Young people have told the Star that they feel this election is being fought on issues that don't affect them. A group of students said: “This election is all about the grey vote and people who are rich.”
Mr Kennedy said his party was very keen to attract young voters - and had policies they could support. “We have said we will abolish tuition fees and, of course, we are opposed to the war in Iraq. They are issues which we know young people care deeply about - and they are issues which a lot of people will be considering before they vote.”
But he emphasised that the Liberal Democrats were not only interested in the young vote. “We are also targeting older voters with our policies on personal care and proposing replacing council tax with a local income tax.”
Suffolk has not been a happy hunting ground for Liberal Democrats in recent parliamentary elections - although the party has been very successful in council elections.
In 2001 it finished third in every Suffolk parliamentary seat - but is part of the administration running the county council and also shares power at Ipswich Borough Council and Babergh District Council.
Mr Kennedy said: “So far as we are concerned there is no such thing as a no-go area.
“An awful lot of people feel they've been let down by the Labour government and feel that the Conservatives have very unpleasant policies and are turning to us as the real alternative.”
He fears the campaign could turn quite ugly.
“The Conservatives and Labour have been very negative in their campaigns so far.
“The Tories have been targeting minority interests and Labour has been launching personal attacks on the Conservative leadership. I don't think the electorate will be impressed by that - we have some good policies which we will be putting forward in a positive manner.
“We shall be putting forward our positive policies during the campaign and letting the others knock each other about.”
APRIL might mark the middle of the election campaign, but that's not the only major event in Mr Kennedy's life on his mind at present.
His wife Sarah is expecting their first child at any time - and he's clearly the proud expectant dad.
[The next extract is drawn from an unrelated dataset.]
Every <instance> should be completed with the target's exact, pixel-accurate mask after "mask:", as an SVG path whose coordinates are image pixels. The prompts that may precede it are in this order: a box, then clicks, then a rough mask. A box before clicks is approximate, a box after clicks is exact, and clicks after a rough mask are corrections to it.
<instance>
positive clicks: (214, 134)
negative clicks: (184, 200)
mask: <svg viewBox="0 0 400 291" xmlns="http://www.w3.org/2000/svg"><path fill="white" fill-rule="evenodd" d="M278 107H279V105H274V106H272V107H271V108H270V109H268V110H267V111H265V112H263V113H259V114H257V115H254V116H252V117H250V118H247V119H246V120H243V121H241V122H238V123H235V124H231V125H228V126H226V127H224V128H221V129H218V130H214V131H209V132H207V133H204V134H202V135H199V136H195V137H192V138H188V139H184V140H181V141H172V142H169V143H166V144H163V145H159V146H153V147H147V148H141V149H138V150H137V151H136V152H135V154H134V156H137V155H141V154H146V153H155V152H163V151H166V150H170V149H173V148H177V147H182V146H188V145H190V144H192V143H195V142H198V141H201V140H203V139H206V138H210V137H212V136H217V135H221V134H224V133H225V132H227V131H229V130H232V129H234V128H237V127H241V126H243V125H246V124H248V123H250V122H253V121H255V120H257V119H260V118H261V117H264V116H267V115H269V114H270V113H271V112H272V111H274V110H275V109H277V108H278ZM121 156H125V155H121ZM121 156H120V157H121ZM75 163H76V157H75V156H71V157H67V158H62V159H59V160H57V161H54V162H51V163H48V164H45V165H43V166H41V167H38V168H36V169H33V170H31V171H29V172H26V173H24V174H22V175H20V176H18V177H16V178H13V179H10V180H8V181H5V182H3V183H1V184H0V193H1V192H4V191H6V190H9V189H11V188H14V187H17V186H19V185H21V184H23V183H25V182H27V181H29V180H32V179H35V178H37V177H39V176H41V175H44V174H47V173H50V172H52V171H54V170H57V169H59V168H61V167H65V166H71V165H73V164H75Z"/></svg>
“It's slightly manic at home at the moment as we prepare for the new arrival. I spent last weekend getting things ready - like trying to work out the cot and the pram!
“There's all this activity going on, but the little one hasn't arrived yet - it's a bit like Hamlet without the prince in our household at the moment!”
Mr Kennedy is determined to be present at the birth and has made contingency plans for his Liberal Democrat colleagues to cover for him if he has to drop everything.
So long as the new arrival doesn't put in his or her appearance on election night . . .
LIBERAL Democrats have an uphill battle in Suffolk's parliamentary seats - they have been pushed into third place in the last two general elections.
However they do have a base to build because during the 1980s and in 1992 they were second - albeit a distant second - in most of the county's rural seats.
Their best hope is in the South Suffolk seat currently held by shadow cabinet minister Tim Yeo.
This time county councillor Kathy Pollard will be fighting the seat again - her party was just 2,500 votes behind second-placed Labour in 2001.
In Ipswich borough councillor Richard Atkins is hoping to come from third place - the party fought a strong campaign in the 2001 by-election and believes it was prevented from leapfrogging the other parties because the campaign was so short.